MEDICAL CLAIM: Maryland Gov. Hogan Says He 'Tested Positive' for CV

Source: Baltimore Sun

Published: December 20, 2021

By: Pamela Wood and Meredith Cohn

Maryland Gov. Larry Hogan, who is fully vaccinated and received a booster vaccine, has tested positive for the coronavirus, he announced on social media Monday.

Hogan received his first two doses of the Moderna vaccine in January and February, then said in August that he had received a third dose.

Hogan initially tested positive on a routine rapid test, a result that was confirmed Monday night from a more sensitive polymerase chain reaction, or PCR, test, the governor said.

Hogan said on Twitter on Monday morning that he was “feeling fine at the moment,” but later posted that he had “some cold-like symptoms.”

Gov. Larry Hogan announced Monday that he has tested positive for coronavirus. (Amy Davis/Baltimore Sun)

The Republican governor, 65, gets tested roughly weekly, plus whenever he returns from a trip, according to his office. His last negative PCR test was Thursday.

Post-vaccination infections, or “breakthrough” cases, are possible, even in individuals who have received a booster shot. Health experts say that vaccination is not 100% effective against infection, though it mostly will prevent serious illness, hospitalization and death.

Beth Blauer, data lead for the Johns Hopkins Coronavirus Resource Center, said the governor’s case underscores the importance of testing to identify cases and slow the spread of the virus.

“Governor Hogan did the right things.
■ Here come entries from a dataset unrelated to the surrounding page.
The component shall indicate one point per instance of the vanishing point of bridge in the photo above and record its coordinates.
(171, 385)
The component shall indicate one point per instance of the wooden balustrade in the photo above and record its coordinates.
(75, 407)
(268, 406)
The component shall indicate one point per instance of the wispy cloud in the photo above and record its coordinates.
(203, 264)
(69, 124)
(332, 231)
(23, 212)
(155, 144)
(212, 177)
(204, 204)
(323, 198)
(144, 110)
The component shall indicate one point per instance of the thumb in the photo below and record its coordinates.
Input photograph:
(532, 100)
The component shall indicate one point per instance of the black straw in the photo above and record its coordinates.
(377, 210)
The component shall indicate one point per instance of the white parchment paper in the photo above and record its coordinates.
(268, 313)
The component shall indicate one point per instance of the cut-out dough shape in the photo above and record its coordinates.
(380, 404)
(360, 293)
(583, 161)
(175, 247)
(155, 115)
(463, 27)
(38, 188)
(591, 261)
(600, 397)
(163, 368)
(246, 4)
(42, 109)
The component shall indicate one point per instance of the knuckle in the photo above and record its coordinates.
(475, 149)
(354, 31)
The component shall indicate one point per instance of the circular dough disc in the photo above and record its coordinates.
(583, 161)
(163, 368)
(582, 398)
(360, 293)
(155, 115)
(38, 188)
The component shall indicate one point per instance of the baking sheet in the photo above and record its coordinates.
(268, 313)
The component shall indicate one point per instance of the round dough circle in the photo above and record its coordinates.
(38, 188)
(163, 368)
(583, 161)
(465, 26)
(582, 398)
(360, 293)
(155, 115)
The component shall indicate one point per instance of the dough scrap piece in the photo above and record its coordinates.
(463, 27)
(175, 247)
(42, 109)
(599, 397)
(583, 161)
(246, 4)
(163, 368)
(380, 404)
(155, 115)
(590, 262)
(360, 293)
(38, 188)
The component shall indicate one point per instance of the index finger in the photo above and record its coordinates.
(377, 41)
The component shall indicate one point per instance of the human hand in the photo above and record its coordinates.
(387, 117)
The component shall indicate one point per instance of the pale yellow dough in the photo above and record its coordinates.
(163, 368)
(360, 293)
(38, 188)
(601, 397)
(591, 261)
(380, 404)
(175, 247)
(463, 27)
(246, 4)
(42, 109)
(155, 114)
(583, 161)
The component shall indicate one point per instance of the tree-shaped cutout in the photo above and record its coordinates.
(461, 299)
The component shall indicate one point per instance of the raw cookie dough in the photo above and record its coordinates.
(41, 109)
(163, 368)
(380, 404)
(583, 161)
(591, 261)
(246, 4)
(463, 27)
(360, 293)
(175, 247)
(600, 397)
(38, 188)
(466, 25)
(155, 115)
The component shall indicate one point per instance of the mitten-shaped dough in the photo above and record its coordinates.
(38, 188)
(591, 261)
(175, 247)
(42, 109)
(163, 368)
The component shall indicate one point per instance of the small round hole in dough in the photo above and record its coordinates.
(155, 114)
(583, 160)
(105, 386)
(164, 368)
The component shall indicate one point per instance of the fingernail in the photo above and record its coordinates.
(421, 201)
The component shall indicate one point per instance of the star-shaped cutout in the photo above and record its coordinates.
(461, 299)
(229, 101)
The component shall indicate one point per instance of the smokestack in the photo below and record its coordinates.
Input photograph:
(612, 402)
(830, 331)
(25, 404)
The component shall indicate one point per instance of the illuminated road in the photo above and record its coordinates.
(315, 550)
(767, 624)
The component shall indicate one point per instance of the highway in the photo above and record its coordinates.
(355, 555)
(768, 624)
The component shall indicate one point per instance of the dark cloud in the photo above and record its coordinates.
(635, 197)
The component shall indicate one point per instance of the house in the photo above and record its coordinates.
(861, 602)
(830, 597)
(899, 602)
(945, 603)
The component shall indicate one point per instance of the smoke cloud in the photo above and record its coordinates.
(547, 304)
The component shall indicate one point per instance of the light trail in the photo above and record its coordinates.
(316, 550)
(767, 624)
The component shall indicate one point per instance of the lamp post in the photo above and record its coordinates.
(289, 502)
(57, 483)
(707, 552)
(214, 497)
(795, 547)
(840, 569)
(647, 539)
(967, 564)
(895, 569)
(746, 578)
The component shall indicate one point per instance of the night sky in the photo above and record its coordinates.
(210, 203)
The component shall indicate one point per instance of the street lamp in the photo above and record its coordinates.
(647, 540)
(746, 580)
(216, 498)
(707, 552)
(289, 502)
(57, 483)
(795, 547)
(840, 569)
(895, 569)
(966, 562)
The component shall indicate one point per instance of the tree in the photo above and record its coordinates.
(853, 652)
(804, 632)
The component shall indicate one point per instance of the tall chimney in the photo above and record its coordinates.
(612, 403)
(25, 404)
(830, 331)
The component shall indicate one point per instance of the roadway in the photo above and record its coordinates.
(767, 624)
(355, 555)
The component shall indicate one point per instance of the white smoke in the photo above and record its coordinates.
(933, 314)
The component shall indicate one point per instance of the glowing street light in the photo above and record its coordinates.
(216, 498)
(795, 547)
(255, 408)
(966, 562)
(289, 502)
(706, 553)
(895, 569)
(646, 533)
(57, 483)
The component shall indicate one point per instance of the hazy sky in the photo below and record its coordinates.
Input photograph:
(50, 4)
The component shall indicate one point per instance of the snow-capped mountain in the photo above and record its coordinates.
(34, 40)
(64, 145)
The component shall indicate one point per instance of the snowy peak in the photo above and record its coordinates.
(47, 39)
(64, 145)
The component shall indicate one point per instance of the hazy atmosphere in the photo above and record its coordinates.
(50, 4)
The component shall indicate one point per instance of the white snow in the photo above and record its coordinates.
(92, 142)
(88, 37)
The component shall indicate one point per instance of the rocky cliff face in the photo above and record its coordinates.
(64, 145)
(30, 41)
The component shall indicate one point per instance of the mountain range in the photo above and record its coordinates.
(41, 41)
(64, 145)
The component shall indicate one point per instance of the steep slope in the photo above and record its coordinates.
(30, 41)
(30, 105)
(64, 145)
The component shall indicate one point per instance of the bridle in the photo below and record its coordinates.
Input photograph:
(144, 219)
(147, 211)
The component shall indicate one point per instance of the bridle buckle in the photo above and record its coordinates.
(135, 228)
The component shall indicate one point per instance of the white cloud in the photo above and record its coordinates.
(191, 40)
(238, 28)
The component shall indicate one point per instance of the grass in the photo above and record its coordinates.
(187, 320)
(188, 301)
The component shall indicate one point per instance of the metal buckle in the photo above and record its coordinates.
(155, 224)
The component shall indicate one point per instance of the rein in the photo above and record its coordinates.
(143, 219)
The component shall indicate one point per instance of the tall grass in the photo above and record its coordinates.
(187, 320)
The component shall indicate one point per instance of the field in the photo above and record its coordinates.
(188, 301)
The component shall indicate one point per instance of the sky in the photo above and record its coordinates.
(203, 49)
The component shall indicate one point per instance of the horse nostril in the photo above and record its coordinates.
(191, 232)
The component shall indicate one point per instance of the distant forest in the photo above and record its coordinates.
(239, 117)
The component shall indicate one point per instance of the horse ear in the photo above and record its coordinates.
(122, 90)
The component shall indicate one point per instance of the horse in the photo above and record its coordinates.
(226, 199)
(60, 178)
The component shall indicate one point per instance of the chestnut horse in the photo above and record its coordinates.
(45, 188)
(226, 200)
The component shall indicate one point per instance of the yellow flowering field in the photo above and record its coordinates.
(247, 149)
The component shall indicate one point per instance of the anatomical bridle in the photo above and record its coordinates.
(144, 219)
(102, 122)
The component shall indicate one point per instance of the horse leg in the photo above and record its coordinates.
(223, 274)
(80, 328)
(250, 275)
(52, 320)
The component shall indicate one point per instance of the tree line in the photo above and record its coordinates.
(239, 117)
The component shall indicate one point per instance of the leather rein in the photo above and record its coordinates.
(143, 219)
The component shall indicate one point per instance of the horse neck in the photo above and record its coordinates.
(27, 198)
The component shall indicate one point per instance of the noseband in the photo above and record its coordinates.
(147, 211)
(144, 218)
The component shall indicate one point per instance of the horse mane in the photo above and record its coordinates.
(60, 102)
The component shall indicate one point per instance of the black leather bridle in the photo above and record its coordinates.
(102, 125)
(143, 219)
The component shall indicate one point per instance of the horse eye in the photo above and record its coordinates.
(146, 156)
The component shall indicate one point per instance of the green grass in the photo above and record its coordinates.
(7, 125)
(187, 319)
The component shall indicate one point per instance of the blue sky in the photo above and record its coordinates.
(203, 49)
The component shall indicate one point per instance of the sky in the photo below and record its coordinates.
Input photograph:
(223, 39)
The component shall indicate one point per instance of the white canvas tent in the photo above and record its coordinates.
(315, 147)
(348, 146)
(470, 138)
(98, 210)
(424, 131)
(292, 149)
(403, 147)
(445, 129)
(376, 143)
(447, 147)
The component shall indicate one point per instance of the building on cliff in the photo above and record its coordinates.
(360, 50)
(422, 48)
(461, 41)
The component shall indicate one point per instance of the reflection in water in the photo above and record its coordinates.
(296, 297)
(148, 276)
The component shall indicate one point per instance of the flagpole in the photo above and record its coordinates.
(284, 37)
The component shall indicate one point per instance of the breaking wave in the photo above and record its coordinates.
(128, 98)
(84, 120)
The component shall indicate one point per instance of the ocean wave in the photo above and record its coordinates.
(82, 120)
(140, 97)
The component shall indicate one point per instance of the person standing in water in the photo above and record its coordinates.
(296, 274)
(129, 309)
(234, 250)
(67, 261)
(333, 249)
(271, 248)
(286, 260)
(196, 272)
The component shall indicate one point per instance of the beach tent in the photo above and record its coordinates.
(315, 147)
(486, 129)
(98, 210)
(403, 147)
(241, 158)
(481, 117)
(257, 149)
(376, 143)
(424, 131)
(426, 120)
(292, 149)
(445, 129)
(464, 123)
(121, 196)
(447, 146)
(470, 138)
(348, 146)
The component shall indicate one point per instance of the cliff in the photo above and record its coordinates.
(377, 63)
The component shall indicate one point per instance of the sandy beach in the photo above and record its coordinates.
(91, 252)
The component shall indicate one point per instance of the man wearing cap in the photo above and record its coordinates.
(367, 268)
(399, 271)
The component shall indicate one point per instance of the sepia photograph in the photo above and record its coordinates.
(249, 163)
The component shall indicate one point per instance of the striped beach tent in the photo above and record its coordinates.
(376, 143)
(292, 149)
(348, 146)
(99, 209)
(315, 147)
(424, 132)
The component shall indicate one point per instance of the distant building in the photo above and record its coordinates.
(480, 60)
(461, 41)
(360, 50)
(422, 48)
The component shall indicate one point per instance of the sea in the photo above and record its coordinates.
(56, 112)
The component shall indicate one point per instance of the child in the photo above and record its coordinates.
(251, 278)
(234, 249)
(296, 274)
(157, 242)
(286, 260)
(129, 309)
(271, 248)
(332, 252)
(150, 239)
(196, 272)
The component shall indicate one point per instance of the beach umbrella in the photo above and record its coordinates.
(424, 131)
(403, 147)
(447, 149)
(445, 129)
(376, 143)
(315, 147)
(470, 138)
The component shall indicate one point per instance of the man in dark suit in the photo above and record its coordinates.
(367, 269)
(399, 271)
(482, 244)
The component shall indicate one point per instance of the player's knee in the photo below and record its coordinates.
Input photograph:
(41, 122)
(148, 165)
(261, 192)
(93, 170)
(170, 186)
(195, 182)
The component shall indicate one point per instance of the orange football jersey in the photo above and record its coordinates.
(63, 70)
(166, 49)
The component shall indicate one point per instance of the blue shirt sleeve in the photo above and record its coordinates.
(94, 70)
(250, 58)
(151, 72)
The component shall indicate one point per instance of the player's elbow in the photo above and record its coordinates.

He got tested, and he was protected by being vaccinated and boosted,” she said. “Hopefully he continues to have a mild case and was able to limit his exposure to other people.”

But for many Marylanders, access to testing has become increasingly difficult. Whereas health departments and clinics once had many hours of testing available throughout the week and at nearby locations, testing has been scaled back dramatically in recent months.

At the State Center testing and vaccination site in Baltimore, people waited in line for two hours Monday to get their noses swabbed. And at-home rapid test kits are flying off pharmacy shelves across the region.

“The larger question here is about testing access,” Blauer said. “Testing is getting harder to find, and more expensive because of limited supply of rapid tests. So who gets access to regular testing like the governor so they can continue to do the responsible mitigation necessary to keep their community safe?”

Dr. David Marcozzi, COVID-19 incident commander for the University of Maryland Medical System, praised Hogan for following his own advice to get vaccinated and boosted.

“It’s important to recognize that vaccines were intended to save our lives. They were not intended to decrease transmission, although they do,” Marcozzi said. “There is potential for people to be positive but not necessarily to have illness and need hospitalization.”

He added: “The governor came out and said to get two doses and a booster shot. Likely everyone needs three doses.”

Marcozzi said that with people without symptoms testing positive and able to transmit the virus, it’s important for people to continue to wear masks.

Hogan is a cancer survivor, having been treated successfully for non-Hodgkin lymphoma. He was diagnosed in June 2015, just a few months into his first term. Hogan reported still being “100% cancer-free” in 2020.

Having a history of cancer may increase one’s risk of serious illness from the coronavirus, according to the National Cancer Institute at the National Institutes of Health. People with a history of cancer are encouraged to talk to their physicians about their risks.

The governor’s diagnosis comes as the coronavirus — both the delta variant and the newer omicron variant — appear to be spreading rapidly across the United States.

Marylanders have been largely in the dark about how the surge is affecting the state after a cyberattack forced the state health department to take its servers offline earlier this month. Monday, the agency reported new case data for the first time in more than two weeks — 28,500 Maryland residents have tested positive for COVID since the last report Dec. 3.

During the outage, the state had been reporting only vaccination statistics and hospitalizations. The number of patients being treated for the coronavirus in hospitals has more than doubled over the past month, reaching 1,345 Monday.

It wasn’t immediately clear when or where the governor may have contracted the virus, though he has attended numerous public events recently.

On Sunday, Hogan appeared in person and mask-free for an interview on Fox News. He said that while he was concerned about the rising number of hospitalizations, he was “not anticipating any lockdowns at all.” Though Hogan frequently attends football games, he was not at M&T Bank Stadium on Sunday evening for the Ravens’ 31-30 loss to the Green Bay Packers.

On Saturday, Hogan donned a mask as he hosted participants in the Mentoring Male Teens in the Hood program at the State House in Annapolis.